I went to see the Lego movie with my wife and some good friends., and the general consensus was that the movie was actually pretty good, and surprisingly clever.
It was really fast-paced. In fact, we described it as “frantic” as we left the theater. The real magic comes in when you sit down to think about the movie afterward. That’s when you realize that, behind all the crazed silliness, there is a whole lot of depth.
Yes. I’m talking about Legos. Keep on reading for more (spoilers ahead).
So the idea behind the movie is that there’s some super-special and awesome “master builder” out there that can stop the evil Lord Business from destroying the world.
Lord Business is obsessed with getting everyone to act in a certain way.
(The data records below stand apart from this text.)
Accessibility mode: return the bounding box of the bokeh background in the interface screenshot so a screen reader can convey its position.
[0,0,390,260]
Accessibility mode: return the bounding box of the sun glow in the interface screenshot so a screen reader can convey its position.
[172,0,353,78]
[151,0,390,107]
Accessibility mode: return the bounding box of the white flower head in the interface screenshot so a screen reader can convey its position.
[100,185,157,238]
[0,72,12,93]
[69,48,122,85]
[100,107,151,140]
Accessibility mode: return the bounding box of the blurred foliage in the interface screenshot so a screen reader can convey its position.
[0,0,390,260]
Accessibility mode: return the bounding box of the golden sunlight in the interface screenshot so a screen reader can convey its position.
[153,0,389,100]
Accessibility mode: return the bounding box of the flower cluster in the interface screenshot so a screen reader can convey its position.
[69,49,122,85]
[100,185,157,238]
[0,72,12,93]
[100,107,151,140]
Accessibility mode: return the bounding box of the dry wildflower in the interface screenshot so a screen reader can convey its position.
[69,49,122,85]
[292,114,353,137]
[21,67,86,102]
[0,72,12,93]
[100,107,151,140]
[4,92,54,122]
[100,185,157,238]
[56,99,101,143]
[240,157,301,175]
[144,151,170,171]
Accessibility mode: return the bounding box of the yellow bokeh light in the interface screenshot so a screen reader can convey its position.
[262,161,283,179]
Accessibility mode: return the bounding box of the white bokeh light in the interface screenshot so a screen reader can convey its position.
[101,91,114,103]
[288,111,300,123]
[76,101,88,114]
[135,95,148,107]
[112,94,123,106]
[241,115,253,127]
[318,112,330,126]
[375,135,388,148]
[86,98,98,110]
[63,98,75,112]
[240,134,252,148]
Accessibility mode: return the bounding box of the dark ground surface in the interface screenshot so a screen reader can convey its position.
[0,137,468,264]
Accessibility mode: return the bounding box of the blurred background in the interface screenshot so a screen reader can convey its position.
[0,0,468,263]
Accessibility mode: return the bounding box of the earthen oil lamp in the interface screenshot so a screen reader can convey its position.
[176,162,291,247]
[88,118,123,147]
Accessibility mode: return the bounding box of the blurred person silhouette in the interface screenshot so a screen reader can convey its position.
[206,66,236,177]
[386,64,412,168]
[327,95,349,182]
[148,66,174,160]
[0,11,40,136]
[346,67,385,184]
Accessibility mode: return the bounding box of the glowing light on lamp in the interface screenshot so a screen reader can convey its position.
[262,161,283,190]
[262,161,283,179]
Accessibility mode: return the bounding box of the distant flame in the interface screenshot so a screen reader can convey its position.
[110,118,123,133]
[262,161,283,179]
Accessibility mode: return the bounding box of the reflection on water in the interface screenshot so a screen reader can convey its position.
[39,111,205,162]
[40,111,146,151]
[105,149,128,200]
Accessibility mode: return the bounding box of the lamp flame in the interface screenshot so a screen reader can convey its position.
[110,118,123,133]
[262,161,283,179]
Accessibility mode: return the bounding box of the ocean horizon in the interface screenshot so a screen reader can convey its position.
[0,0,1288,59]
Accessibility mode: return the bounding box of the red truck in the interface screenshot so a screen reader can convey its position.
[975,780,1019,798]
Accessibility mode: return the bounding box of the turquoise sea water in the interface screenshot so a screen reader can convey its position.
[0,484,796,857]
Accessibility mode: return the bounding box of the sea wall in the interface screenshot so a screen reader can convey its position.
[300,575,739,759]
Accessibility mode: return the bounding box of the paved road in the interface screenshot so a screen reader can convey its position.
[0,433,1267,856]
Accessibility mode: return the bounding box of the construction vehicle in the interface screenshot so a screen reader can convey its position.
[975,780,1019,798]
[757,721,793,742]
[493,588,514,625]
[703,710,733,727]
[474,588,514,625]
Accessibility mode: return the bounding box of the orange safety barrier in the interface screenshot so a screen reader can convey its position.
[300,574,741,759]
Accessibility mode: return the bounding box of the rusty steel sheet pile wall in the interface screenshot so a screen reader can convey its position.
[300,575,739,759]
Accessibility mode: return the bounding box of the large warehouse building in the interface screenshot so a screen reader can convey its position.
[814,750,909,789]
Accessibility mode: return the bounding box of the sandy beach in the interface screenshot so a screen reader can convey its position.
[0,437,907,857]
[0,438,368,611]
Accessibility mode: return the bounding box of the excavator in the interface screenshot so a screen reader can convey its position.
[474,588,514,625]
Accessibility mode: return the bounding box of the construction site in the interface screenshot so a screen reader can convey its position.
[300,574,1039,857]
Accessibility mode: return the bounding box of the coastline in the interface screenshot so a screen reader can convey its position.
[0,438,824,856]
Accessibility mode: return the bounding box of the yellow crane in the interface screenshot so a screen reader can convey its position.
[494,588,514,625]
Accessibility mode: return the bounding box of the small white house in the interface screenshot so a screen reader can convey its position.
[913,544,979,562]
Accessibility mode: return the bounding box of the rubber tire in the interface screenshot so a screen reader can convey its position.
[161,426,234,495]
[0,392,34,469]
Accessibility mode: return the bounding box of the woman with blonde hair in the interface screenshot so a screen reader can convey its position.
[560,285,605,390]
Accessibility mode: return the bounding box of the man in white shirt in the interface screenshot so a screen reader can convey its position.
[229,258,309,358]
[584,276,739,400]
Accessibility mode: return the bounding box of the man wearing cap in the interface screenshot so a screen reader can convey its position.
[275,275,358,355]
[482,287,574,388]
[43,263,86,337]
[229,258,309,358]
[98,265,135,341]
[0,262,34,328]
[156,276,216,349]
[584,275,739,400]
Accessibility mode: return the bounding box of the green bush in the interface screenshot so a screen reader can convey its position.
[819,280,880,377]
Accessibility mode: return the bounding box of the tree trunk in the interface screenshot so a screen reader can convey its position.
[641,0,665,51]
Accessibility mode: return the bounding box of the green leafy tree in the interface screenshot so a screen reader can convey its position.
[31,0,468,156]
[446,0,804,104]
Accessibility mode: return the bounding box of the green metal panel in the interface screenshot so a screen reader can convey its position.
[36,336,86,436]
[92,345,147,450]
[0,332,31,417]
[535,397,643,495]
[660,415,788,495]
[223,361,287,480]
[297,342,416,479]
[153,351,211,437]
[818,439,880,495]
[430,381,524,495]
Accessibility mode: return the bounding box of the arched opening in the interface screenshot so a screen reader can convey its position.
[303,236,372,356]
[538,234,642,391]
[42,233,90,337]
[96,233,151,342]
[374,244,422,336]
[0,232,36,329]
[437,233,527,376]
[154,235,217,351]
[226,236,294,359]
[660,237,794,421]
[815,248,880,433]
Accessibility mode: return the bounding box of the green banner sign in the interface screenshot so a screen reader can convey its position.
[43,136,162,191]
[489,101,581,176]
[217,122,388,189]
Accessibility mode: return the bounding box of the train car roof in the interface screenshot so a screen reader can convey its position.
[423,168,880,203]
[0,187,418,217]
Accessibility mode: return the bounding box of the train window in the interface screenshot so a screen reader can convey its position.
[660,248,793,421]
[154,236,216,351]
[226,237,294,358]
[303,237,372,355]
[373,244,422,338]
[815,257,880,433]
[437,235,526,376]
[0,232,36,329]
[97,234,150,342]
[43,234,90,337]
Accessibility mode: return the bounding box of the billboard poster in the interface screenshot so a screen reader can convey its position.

He makes the ideas of “fitting in” and “doing what you’re supposed to” seem “awesome” and people are discouraged from doing anything unique.
Our hero, Emmet, is obscenely good at fitting in. In fact, he’s so good at at it, no one really notices he’s there. He doesn’t have any real friends, and can’t understand why. He lives his entire life by the book (the instruction books that Lord Business gives out to the people), so everything should be awesome, right?
Lord Business’s plan is to force everyone to conform by literally gluing them into their proper places.
It kind of makes sense, if you think about it. Corporations and businesses both want people to latch onto an idea or product, and buy into it completely. Not only that, they want as many people as possible on board. They want you to conform, because it means that they are selling their ideas to more people. Selling to more people means they make more money and gain more power.
In other words, if Apple can convince you that everyone loves the iPod, and that you’re weird if you don’t have one, they win. You’ll feel like an outsider when you don’t have one and all your friends do, so your rightful place is with the iPod owners.
You can see why Fox Business got all upset about the movie’s message. Lord Business, the guy that wants everyone to buy an iPod, is portrayed as the evil mastermind of the story. If you’re not following all the rules, and acting exactly the way you’re told, it means you’re going against Lord Business. Living under his rule (because he’s also the president of the world), means that you can do what you want, but only if it aligns with what Lord Business wants you to do.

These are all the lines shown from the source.